In symbiotic marine organisms, photosynthetic symbionts, such as the dinoflagellates from the genus Symbiodinium found in corals and giant clams, provide photosynthetically fixed carbon to their host, which contributes to their lipid composition (Burriesci et al., 2012; Hawkins and Klumpp, 1995; Ishikura et al., 1999; Johnston et al., 1995; Papina et al., 2003; Treignier et al., 2008). Some of these compounds, such as stearidonic acid (SDA), were shown to be biomarkers of the symbiont (Imbs and Yakovleva, 2012; Kneeland et al. 2013; Papina et al., 2003). Similarly, the host can contribute to the lipid content of its symbionts (Imbs et al., 2014). In corals, this relationship lends to distinct lipid composition, depending on numerous factors such as the species, the seasons, the depth of habitat, the amount of light, clades of Symbiodinium and other environmental factors [for review, see Imbs, (2013)]. Under thermal stress, both the coral host and its Symbiodinium contribute to the physiological response, changing their FA composition under bleaching conditions or short-term thermal stress. According to the HVA hypothesis, during periods of thermal stress, hard corals generally exhibit a decrease in total lipids in combination with a reduction in polyunsaturated fatty acids (PUFA) content (Bachok et al., 2006; Imbs and Yakovleva, 2012; Tolosa et al., 2011).
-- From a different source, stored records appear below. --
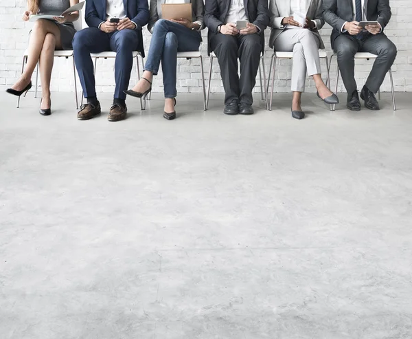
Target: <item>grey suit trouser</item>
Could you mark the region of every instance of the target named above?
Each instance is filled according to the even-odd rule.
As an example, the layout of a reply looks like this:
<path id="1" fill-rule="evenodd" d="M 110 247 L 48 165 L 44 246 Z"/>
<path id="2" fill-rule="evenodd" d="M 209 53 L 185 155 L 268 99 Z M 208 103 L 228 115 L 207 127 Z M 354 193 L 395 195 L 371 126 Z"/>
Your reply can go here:
<path id="1" fill-rule="evenodd" d="M 350 96 L 357 89 L 354 56 L 358 52 L 378 56 L 365 84 L 374 93 L 379 90 L 386 74 L 395 61 L 397 53 L 396 46 L 383 33 L 368 34 L 363 39 L 347 34 L 341 34 L 334 41 L 334 50 L 338 57 L 343 84 Z"/>
<path id="2" fill-rule="evenodd" d="M 275 52 L 293 52 L 292 91 L 305 91 L 306 72 L 311 76 L 321 74 L 319 41 L 309 30 L 289 28 L 273 43 Z"/>
<path id="3" fill-rule="evenodd" d="M 252 89 L 260 63 L 262 43 L 259 34 L 225 35 L 218 34 L 210 41 L 215 52 L 225 89 L 225 105 L 232 101 L 252 105 Z M 238 75 L 240 60 L 240 77 Z"/>

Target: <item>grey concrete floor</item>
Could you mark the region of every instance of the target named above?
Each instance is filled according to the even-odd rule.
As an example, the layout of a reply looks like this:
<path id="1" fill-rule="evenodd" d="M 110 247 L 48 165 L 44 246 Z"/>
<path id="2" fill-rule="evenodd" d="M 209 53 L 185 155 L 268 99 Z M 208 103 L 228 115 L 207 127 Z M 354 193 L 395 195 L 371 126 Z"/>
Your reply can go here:
<path id="1" fill-rule="evenodd" d="M 0 94 L 0 338 L 412 338 L 411 94 L 117 123 L 72 95 Z"/>

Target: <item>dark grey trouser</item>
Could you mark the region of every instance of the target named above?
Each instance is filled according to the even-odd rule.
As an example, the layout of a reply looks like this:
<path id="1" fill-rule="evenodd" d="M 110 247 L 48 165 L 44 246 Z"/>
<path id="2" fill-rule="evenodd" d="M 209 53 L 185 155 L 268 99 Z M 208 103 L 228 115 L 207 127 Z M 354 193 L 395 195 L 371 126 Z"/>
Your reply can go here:
<path id="1" fill-rule="evenodd" d="M 386 74 L 395 61 L 397 53 L 396 46 L 383 33 L 368 34 L 363 39 L 358 39 L 349 34 L 341 34 L 334 41 L 334 50 L 337 54 L 338 65 L 348 95 L 351 95 L 357 88 L 354 60 L 356 52 L 369 52 L 378 56 L 365 84 L 374 93 L 379 90 Z"/>
<path id="2" fill-rule="evenodd" d="M 225 35 L 218 34 L 211 41 L 220 66 L 225 89 L 225 105 L 232 101 L 252 105 L 252 89 L 256 83 L 262 44 L 259 34 Z M 238 75 L 240 60 L 240 78 Z"/>

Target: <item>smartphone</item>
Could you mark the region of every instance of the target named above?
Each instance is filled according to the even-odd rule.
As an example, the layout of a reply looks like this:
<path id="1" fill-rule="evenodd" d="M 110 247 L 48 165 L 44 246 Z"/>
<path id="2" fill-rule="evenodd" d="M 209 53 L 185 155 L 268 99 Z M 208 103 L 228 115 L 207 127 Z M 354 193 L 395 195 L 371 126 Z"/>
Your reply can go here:
<path id="1" fill-rule="evenodd" d="M 359 27 L 365 28 L 365 27 L 367 26 L 368 25 L 378 25 L 378 21 L 360 21 L 358 24 L 358 25 Z"/>
<path id="2" fill-rule="evenodd" d="M 236 29 L 238 30 L 244 30 L 247 28 L 247 20 L 238 20 L 236 21 Z"/>

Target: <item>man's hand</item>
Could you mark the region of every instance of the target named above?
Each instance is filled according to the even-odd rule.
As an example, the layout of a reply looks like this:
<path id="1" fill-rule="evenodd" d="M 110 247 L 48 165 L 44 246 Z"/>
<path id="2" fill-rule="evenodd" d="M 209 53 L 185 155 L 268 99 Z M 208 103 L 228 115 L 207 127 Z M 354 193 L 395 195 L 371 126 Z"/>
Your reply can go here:
<path id="1" fill-rule="evenodd" d="M 368 31 L 369 33 L 376 35 L 378 33 L 380 33 L 380 25 L 367 25 L 366 26 L 365 26 L 365 28 L 366 29 L 367 31 Z"/>
<path id="2" fill-rule="evenodd" d="M 236 28 L 236 25 L 229 23 L 220 26 L 220 33 L 226 35 L 236 35 L 239 34 L 239 30 Z"/>
<path id="3" fill-rule="evenodd" d="M 134 30 L 136 28 L 136 25 L 128 18 L 124 18 L 119 21 L 117 24 L 117 30 Z"/>
<path id="4" fill-rule="evenodd" d="M 305 23 L 304 28 L 309 28 L 310 30 L 313 30 L 316 28 L 316 25 L 312 20 L 310 20 L 308 18 L 306 18 L 306 23 Z"/>
<path id="5" fill-rule="evenodd" d="M 111 23 L 110 19 L 100 25 L 100 30 L 104 32 L 104 33 L 111 33 L 117 29 L 117 24 L 116 23 Z"/>
<path id="6" fill-rule="evenodd" d="M 190 21 L 185 18 L 181 18 L 180 20 L 172 19 L 172 20 L 170 20 L 170 21 L 172 21 L 176 23 L 180 23 L 181 25 L 183 25 L 183 26 L 187 27 L 190 30 L 192 30 L 193 28 L 194 27 L 194 24 L 192 23 L 192 21 Z"/>
<path id="7" fill-rule="evenodd" d="M 286 17 L 282 21 L 282 24 L 284 26 L 286 25 L 290 25 L 291 26 L 301 27 L 302 25 L 297 21 L 293 20 L 293 17 Z"/>
<path id="8" fill-rule="evenodd" d="M 32 15 L 32 12 L 26 10 L 24 13 L 23 13 L 23 18 L 21 19 L 23 19 L 23 21 L 27 21 L 29 20 L 30 15 Z"/>
<path id="9" fill-rule="evenodd" d="M 346 23 L 343 26 L 343 29 L 346 30 L 350 35 L 356 35 L 362 32 L 362 28 L 358 25 L 359 25 L 358 21 Z"/>
<path id="10" fill-rule="evenodd" d="M 254 34 L 255 33 L 258 33 L 258 32 L 259 32 L 259 30 L 258 30 L 258 28 L 255 25 L 253 25 L 253 23 L 247 23 L 246 28 L 244 28 L 243 30 L 240 30 L 240 34 L 243 34 L 243 35 Z"/>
However, other interactions between cellular pathways may occur, which also have the capacity to elicit membrane lipid remodelling, such as induced oxidative stress during thermal stress (An et al., 2010; Kraffe et al., 2007), as well as various factors including historical traits (Hazel, 1984; Van Dooremalen et al., 2011; Williams and Somero, 1996), daily variations in the environment (Pernet et al., 2007a), reproduction (Stanley, 2006; Stanley et al., 2009), age (van Dooremalen and Ellers, 2010) and diet (Haubert et al., 2004; Treignier et al., 2008, 2009). Moreover, due to the complexity of such numerous factors involved in lipid content remodelling, lipid compositions are species and/or tissue dependent (Hall et al., 2002; Hazel, 1984; Logue et al., 2000; Pernet et al., 2007b).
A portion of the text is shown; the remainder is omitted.